La muerte en la plaza de Víctor Barrio, a quien tanta gente de bien llora, y que ha estremecida a España entera, dio pie a que algunos amantes de los animales manifiesten un odio feroz de tal calado que todavía nos cuesta aceptar que algo así haya nacido y se haya alimentado a nuestra sombra. Avergüenza aceptar que incluso reconocidos defensores de la vida animal, ante el compromiso de manifestarse públicamente, no hayan sido capaces de decir claramente: «¡No! No hay vida animal que se cotice a este precio».

Parece que bajo la bandera del amor a los animales debe aceptarse cualquier cosa. El amor, que desde el alba de nuestra civilización se ha venido representando con los ojos tapados, y que, sin embargo, la experiencia de todos nosotros indica que es más bien luz que oscuridad. Una luz que descubre facetas ocultas para quien no ama, y que transforma toda la realidad, igual que la luz del sol transforma el paisaje, llenando de formas y colores lo que durante la noche era sólo una mezcla confusa de negros y grises. Por eso tiene también algo que ver con el descubrimiento de la realidad, porque para llegar a conocerla es necesario un acercamiento amoroso, una actitud entregada, abierta y acogedora.

La dificultad surge cuando ese acercamiento no se produce de la mano del amor, sino de la ideología pura, sin mezcla, sin amor. Ideología pura, o sea, pura irrealidad. Porque la ideología se forja de espaldas a la realidad, «porque sí», por decisión de la voluntad soberana, absoluta en su sentido etimológico: sin amarre alguno a nada. Es la negación misma de la realidad.
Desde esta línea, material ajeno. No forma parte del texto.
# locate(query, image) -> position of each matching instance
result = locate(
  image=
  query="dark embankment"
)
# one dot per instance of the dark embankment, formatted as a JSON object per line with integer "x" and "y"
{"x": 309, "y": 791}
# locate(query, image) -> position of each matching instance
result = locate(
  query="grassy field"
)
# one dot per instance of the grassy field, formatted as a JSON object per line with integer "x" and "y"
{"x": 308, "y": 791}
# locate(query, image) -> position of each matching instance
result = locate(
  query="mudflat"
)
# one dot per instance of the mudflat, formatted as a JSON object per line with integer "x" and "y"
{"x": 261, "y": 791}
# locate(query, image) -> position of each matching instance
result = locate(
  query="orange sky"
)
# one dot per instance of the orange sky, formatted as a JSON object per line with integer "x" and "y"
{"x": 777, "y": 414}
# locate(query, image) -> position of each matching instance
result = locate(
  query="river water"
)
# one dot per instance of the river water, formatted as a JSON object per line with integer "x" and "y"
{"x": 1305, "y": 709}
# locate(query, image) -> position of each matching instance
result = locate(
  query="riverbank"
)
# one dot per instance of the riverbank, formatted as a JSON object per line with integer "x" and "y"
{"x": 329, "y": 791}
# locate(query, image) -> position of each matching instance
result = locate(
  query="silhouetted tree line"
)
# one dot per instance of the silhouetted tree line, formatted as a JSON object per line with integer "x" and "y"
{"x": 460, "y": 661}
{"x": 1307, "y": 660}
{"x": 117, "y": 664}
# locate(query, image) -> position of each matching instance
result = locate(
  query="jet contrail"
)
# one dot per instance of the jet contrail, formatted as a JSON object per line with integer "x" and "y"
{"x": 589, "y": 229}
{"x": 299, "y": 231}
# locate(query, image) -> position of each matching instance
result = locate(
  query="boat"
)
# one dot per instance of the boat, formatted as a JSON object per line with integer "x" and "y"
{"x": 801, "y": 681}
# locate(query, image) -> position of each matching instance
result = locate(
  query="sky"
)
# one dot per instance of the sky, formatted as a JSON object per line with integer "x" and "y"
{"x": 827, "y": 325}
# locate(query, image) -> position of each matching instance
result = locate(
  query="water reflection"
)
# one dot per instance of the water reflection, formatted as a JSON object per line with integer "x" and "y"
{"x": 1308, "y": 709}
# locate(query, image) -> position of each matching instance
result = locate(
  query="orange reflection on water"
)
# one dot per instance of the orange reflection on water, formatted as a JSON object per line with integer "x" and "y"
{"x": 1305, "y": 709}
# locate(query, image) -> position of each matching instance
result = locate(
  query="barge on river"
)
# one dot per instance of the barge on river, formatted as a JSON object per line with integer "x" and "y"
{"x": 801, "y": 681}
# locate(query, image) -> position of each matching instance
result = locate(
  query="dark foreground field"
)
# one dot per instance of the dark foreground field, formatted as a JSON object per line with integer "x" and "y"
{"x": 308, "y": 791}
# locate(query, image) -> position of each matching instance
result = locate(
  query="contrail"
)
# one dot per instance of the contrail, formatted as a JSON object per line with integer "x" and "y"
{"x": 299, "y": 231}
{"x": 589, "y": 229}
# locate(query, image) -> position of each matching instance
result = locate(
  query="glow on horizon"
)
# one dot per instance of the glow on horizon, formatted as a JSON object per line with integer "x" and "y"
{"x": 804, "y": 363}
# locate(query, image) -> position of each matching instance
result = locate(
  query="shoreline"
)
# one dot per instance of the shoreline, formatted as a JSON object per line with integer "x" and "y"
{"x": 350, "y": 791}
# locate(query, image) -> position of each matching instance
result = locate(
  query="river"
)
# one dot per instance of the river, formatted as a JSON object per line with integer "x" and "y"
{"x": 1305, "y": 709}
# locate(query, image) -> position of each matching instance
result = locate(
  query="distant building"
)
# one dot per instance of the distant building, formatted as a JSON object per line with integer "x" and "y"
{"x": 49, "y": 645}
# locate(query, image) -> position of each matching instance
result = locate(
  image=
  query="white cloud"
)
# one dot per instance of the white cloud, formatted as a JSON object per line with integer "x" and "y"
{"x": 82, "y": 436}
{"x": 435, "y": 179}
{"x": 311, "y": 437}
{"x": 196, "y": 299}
La vida humana es el valor radical en el cual encontramos todos los demás. Todos: el valor económico, el cultural, el artístico... ¡todos! Porque todos están referidos a la vida humana: o valen ahí, o no tienen valor alguno. No sólo valores materiales, operativos, sino valores trascendentes: el bien, la verdad, o la belleza. Valores que pueden no ser evidentes, y que en muchas ocasiones han requerido tiempo para que la humanidad, que también progresa moralmente, llegase a alcanzar la sensibilidad necesaria.
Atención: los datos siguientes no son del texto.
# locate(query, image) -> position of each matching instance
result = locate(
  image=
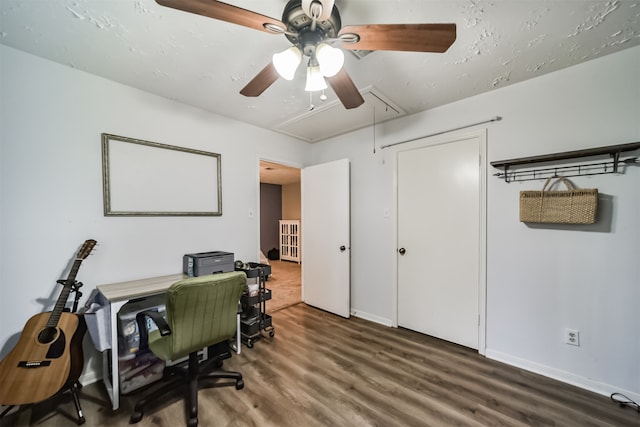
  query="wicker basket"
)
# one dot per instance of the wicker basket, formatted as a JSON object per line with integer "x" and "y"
{"x": 573, "y": 206}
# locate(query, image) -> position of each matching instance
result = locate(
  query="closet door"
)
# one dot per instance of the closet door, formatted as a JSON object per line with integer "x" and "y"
{"x": 439, "y": 240}
{"x": 325, "y": 246}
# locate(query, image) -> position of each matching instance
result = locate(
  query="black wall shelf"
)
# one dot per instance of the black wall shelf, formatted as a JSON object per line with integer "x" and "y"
{"x": 598, "y": 168}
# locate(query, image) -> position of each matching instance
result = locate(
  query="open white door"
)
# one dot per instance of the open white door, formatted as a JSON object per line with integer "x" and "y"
{"x": 326, "y": 240}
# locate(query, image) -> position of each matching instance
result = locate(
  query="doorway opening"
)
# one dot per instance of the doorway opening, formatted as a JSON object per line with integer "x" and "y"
{"x": 280, "y": 196}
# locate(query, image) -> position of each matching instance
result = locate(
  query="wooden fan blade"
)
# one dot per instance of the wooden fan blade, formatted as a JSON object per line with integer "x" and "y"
{"x": 261, "y": 81}
{"x": 223, "y": 12}
{"x": 347, "y": 92}
{"x": 403, "y": 37}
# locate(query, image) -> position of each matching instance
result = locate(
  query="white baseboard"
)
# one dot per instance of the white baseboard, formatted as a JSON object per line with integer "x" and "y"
{"x": 371, "y": 317}
{"x": 560, "y": 375}
{"x": 90, "y": 377}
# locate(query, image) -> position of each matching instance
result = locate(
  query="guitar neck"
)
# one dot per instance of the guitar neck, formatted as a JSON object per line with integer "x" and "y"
{"x": 64, "y": 295}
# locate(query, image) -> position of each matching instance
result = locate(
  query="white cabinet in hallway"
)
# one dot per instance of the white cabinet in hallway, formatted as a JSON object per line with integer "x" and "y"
{"x": 290, "y": 240}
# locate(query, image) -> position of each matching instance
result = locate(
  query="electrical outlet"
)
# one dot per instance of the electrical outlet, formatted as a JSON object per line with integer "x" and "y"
{"x": 572, "y": 337}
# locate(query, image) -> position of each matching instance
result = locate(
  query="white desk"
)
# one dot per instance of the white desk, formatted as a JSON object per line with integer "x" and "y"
{"x": 118, "y": 294}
La vida animal es uno de esos bienes. Sólo tenemos que compararla con su antítesis. Pero su antítesis no es la vida humana, sino el animal muerto, el cadáver. La vida humana, al contrario, es el fondo sobre el que se proyecta, la condición de su valor. No es simplemente un valor mayor que la vida animal, como un viaje interplanetario no es simplemente mayor que un viaje en avión: la vida humana pertenece a otro orden de realidad, algo completamente distinto, definitivamente incomparable. Que podemos creer que tienen alguna relación, pero es solamente porque damos a las dos el mismo nombre.

En la ideología, acabamos de verlo, no se trata de amor, sino de otra cosa. Que, como en el caso de la vida, puede llevar el mismo nombre. No nos dejemos confundir: referido a los animales, «amor» no tiene su sentido directo sino otro metonímico, traslaticio. Por eso es posible que algunas personas sólo consigan amar a los animales a costa de la vida humana.

El mejor antídoto contra la ideología es vivir con los ojos abiertos, atender a la realidad. Y nos urge hacerlo: acabamos de asistir a las consecuencias de olvidarla. Hoy, cien años después, Otto Hauser nos enseña lo que significa la vida humana, y la reverencia que le es debida: en aquellos esqueletos veía él los restos de hombres que en las nieblas de la Prehistoria fueron nuestros antepasados, y les rendía el tributo correspondiente.